I understand that the processor brings data into the cache via cache lines, which - for instance, on my Atom processor - brings in about 64 bytes at a time, whatever the size of the actual data being read.
My question is:
Imagine that you need to read one byte from memory, which 64 bytes will be brought into the cache?
The two possibilities I can see is that, either the 64 bytes start at the closest 64 bytes boundary below the byte of interest, or the 64 bytes are spread around the byte in some predetermined way (for instance, half under, half above, or all above).
Which is it?
If the cache line containing the byte or word you're loading is not already present in the cache, your CPU will request the 64 bytes that begin at the cache line boundary (the largest address below the one you need that is multiple of 64).
Modern PC memory modules transfer 64 bits (8 bytes) at a time, in a burst of eight transfers, so one command triggers a read or write of a full cache line from memory. (DDR1/2/3/4 SDRAM burst transfer size is configurable up to 64B; CPUs will select the burst transfer size to match their cache line size, but 64B is common)

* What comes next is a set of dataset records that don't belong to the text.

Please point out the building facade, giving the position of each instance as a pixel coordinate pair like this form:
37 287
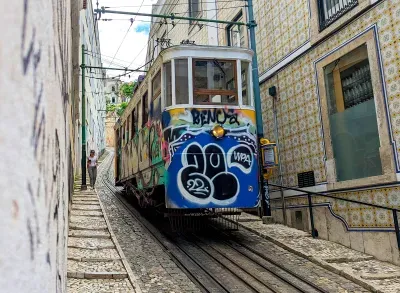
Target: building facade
335 68
86 34
111 90
36 145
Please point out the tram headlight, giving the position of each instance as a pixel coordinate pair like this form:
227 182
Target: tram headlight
218 131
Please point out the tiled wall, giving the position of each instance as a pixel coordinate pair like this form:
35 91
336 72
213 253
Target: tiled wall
283 26
300 129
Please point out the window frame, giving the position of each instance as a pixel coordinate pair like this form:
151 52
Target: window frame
386 150
316 35
145 105
212 91
321 12
199 13
158 93
229 30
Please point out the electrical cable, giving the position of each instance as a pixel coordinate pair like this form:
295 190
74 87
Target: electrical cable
132 20
155 5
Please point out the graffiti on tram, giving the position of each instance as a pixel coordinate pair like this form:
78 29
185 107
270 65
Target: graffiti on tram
203 172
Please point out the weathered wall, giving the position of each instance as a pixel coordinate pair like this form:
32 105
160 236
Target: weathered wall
303 144
110 132
34 144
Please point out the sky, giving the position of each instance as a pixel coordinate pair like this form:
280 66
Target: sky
132 51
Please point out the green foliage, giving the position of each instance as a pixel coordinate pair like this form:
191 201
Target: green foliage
126 89
121 108
110 107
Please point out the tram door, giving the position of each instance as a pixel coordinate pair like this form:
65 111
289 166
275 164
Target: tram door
118 159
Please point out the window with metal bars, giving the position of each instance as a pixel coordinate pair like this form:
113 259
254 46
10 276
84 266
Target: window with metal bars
331 10
194 9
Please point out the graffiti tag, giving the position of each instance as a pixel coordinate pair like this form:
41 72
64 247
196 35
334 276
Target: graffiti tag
241 156
204 177
220 116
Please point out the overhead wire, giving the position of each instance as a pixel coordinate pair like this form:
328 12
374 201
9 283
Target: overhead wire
155 5
191 36
132 20
150 37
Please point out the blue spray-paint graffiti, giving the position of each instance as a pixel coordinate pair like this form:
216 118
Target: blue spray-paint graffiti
209 174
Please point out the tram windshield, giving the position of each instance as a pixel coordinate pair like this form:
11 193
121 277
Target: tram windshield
214 82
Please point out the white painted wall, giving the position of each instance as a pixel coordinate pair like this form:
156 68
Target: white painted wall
94 84
35 67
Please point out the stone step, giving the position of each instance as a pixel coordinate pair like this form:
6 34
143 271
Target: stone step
115 266
81 253
83 202
90 243
86 207
84 197
76 285
97 275
89 234
86 213
86 226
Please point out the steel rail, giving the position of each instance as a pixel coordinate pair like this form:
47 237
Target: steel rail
164 244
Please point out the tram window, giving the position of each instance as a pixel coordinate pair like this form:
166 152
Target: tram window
127 128
214 82
156 85
133 121
123 134
181 81
145 110
246 95
168 84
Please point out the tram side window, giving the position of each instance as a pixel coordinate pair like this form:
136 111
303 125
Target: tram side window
123 134
214 82
128 125
145 110
246 94
181 81
156 85
168 84
133 121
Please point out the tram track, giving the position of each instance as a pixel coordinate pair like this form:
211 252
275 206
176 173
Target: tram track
218 264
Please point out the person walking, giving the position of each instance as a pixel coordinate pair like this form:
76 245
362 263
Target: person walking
92 167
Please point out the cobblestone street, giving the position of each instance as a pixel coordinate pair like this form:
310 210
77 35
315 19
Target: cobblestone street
155 270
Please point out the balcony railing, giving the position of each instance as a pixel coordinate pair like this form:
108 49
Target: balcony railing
331 10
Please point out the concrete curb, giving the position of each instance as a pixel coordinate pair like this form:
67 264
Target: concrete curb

As a rule of thumb, if the processor can't forecast a memory access (and prefetch it), the retrieval process can take ~90 nanoseconds, or ~250 clock cycles (from the CPU knowing the address to the CPU receiving data).

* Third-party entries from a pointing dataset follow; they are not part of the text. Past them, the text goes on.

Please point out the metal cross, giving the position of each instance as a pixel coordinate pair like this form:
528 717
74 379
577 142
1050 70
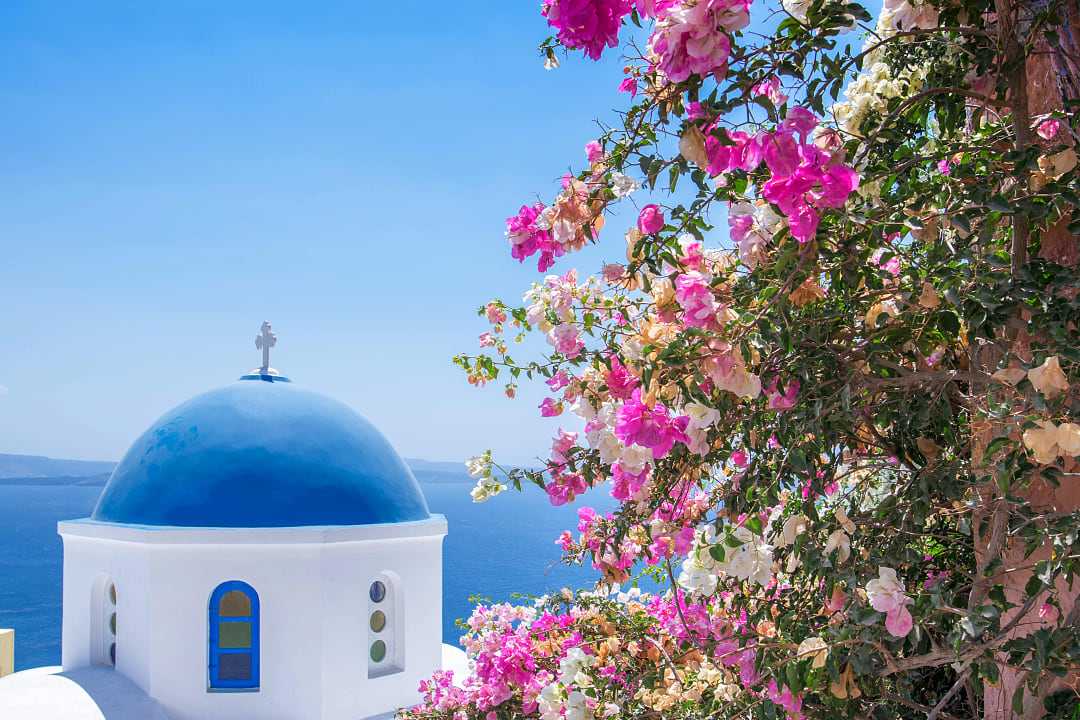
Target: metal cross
265 340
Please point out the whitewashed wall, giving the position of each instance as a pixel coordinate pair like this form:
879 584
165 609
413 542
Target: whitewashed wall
313 594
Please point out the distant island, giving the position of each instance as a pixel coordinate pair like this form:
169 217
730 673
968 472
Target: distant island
39 470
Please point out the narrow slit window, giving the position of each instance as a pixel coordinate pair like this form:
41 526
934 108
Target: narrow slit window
233 637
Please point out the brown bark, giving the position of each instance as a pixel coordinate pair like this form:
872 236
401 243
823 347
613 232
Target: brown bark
1036 87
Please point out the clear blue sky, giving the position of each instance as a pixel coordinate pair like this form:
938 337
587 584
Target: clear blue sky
173 173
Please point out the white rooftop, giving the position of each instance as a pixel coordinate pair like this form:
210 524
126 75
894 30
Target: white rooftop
100 693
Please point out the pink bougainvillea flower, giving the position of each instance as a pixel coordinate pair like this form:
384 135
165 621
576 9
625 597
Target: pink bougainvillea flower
692 39
594 151
495 313
565 541
558 381
653 8
1048 128
561 447
566 339
620 381
564 488
636 423
783 401
550 408
526 238
588 25
650 219
625 485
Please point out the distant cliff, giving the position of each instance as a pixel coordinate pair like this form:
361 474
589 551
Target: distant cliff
27 466
38 470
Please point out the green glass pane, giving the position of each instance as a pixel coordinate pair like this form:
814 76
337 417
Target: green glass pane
234 603
377 592
234 635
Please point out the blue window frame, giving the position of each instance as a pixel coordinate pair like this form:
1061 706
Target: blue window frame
233 637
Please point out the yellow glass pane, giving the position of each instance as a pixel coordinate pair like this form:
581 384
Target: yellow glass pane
233 636
234 603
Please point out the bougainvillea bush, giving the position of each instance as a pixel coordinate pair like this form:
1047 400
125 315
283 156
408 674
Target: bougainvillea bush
829 375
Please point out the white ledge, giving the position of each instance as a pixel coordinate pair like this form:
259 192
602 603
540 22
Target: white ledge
434 526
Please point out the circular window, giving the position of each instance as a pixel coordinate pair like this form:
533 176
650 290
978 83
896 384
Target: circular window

By contrast, a hit in L1 cache has a load-use latency of 3 or 4 cycles, and a store-reload has a store-forwarding latency of 4 or 5 cycles on modern x86 CPUs. Things are similar on other architectures.
Further reading: Ulrich Drepper's What Every Programmer Should Know About Memory. The software-prefetch advice is a bit outdated: modern HW prefetchers are smarter, and hyperthreading is way better than in P4 days (so a prefetch thread is typically a waste). Also, the x86 tag wiki has lots of performance links for that architecture.